Having identified his target area, Berlitz proceeds to list the many ships and planes that have disappeared there. Since it's another high-traffic area, there are lots of unexplained disappearances. However, as we're given no comparative statistics, there is no reason to believe anything strange going on.
Nevertheless, chapters on Japanese sea legends, ghost
20 New Zealand Skeptic ships, UFOs, earthquakes and tsunamis, vanished civilisations, and atomic testing follow in succession. Berlitz quickly loses sight of the actual location of his Dragon Triangle, and drags in any odd occurrence in the Pacific.
Was the Korean jetliner KAL 007 sent disastrously off course by a mysterious magnetic fluctuation? To hear Berlitz tell it, you'd imagine the navigator sitting in the cockpit with a Boy Scout compass.
Flying Saucers are of course mandatory, so there is a gullible account of our very own Kaikoura UFO incident.
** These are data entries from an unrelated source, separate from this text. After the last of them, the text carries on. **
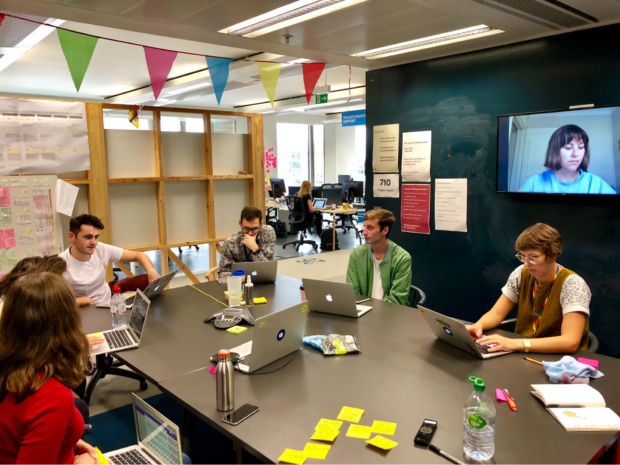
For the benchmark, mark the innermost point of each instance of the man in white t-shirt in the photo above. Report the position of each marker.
(87, 260)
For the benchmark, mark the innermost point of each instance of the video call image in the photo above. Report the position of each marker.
(572, 152)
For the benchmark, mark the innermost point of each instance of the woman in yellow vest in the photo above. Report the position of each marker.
(554, 302)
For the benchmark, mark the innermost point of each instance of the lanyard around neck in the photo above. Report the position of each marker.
(534, 325)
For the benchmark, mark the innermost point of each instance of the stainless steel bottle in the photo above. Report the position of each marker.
(224, 382)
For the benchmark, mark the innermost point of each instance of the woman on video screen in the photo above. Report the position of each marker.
(567, 159)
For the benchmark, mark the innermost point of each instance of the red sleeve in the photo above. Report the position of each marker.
(45, 427)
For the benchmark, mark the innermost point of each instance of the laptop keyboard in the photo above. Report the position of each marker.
(118, 339)
(132, 457)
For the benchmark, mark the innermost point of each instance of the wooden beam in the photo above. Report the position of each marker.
(192, 277)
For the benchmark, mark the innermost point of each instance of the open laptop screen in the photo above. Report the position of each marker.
(157, 434)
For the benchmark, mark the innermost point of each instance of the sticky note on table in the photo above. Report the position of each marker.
(331, 425)
(316, 451)
(382, 443)
(383, 427)
(325, 435)
(359, 431)
(354, 415)
(237, 329)
(296, 457)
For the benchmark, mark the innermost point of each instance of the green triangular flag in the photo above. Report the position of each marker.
(78, 50)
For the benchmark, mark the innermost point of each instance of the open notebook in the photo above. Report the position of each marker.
(577, 407)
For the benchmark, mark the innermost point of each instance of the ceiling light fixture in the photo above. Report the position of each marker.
(293, 13)
(446, 38)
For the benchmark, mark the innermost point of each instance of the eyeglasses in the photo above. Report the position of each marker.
(530, 258)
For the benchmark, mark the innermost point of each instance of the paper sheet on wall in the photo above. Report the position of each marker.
(42, 136)
(416, 161)
(65, 197)
(415, 210)
(385, 148)
(386, 185)
(451, 205)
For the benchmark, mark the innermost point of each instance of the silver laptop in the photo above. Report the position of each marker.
(334, 298)
(261, 272)
(129, 336)
(159, 440)
(275, 336)
(455, 333)
(154, 288)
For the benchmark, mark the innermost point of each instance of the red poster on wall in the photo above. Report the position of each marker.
(415, 208)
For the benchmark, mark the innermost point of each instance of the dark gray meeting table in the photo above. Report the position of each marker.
(403, 375)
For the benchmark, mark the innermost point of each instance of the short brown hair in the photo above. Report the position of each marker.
(559, 139)
(41, 336)
(251, 213)
(541, 237)
(383, 217)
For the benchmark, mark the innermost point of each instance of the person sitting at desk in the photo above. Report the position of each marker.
(255, 242)
(305, 192)
(43, 353)
(554, 302)
(87, 260)
(380, 269)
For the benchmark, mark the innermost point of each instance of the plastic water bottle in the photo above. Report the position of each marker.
(479, 423)
(118, 309)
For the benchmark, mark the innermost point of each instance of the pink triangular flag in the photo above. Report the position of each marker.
(159, 63)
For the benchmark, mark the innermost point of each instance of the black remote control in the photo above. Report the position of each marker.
(425, 434)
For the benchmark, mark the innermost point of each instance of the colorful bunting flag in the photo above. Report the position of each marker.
(78, 50)
(312, 73)
(269, 74)
(218, 69)
(159, 62)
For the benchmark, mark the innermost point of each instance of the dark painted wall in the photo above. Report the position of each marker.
(459, 98)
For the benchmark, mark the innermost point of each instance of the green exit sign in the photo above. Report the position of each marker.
(321, 98)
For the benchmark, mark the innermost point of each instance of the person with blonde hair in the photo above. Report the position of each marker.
(380, 269)
(43, 354)
(553, 301)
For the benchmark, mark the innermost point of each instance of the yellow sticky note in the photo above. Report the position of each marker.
(296, 457)
(382, 443)
(102, 459)
(325, 435)
(237, 329)
(316, 451)
(359, 431)
(383, 427)
(351, 414)
(325, 424)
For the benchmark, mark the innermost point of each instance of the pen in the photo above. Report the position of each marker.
(445, 454)
(511, 401)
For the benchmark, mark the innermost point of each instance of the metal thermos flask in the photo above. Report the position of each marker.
(224, 383)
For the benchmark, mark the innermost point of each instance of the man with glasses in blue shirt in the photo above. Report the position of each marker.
(254, 243)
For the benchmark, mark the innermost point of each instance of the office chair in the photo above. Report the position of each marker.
(299, 222)
(593, 344)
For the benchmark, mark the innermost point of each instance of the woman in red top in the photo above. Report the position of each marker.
(43, 353)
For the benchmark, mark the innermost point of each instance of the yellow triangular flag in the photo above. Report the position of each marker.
(269, 74)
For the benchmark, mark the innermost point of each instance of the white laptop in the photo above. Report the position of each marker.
(334, 298)
(154, 288)
(129, 336)
(261, 272)
(275, 336)
(455, 333)
(159, 440)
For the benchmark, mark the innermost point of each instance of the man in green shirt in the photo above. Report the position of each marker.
(380, 269)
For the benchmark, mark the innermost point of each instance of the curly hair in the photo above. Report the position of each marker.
(41, 336)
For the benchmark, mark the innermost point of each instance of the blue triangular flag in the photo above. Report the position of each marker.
(218, 69)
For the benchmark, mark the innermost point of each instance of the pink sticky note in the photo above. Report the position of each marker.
(588, 361)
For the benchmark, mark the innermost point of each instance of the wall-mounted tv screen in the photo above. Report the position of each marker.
(561, 152)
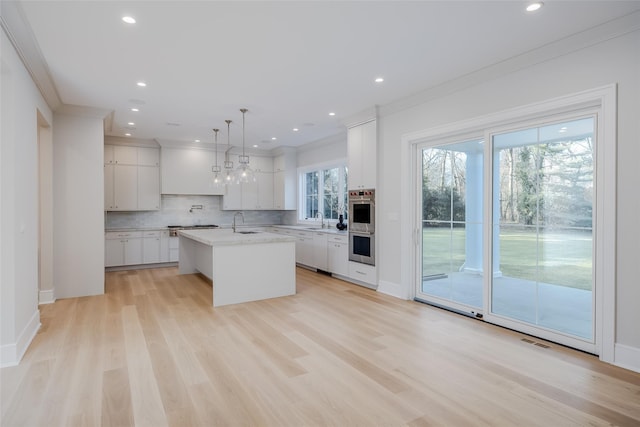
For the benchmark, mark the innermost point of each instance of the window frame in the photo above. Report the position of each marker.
(320, 168)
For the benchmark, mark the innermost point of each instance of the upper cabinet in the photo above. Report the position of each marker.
(188, 171)
(131, 178)
(361, 151)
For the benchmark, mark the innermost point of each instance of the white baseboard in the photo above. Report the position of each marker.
(627, 357)
(393, 289)
(11, 354)
(46, 297)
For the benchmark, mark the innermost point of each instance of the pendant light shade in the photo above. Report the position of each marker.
(228, 164)
(217, 179)
(244, 174)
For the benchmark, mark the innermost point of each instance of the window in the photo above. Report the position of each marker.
(324, 190)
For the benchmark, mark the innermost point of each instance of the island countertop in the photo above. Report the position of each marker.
(226, 237)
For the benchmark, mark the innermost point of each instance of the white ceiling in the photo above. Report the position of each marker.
(289, 62)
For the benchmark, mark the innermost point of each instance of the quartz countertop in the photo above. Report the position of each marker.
(226, 237)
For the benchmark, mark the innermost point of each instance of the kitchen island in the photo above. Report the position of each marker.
(243, 266)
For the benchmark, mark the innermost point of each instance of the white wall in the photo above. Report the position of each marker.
(21, 102)
(566, 68)
(78, 193)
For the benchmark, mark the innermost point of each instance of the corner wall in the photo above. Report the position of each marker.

Also of local interest, John Macmillan Brown is brought in to show that there might have been a great vanished civilisation in the Pacific.
After all, Berlitz says, "New Zealand contains huge and complex drainage systems dating to the distant past which presuppose not only great skill in building and design, but also the availability of a vast supply of labor and the logistical expertise to properly house, feed, and manage them." Moreover, oral tradition reveals that Easter Island is actually part of a sunken land called "Hiva". Berlitz explains that "Hiva' is also the name given by the Maoris of New Zealand to their land of origin...".
And so the reader is led through myriad improbable or paranormal explanations to account for the mysterious goings-on in the Dragon's Triangle. Ultimately, Berlitz says, a black hole might account for it...but, no wait, perhaps it is "watchers beneath the waves...left over from the last great era of civilisation, which, if ancient sources are to be believed, destroyed itself with fire from the skies." Or has atomic testing "awakened long-dormant, long sunken defenses from a millenia-old war?" Godzilla?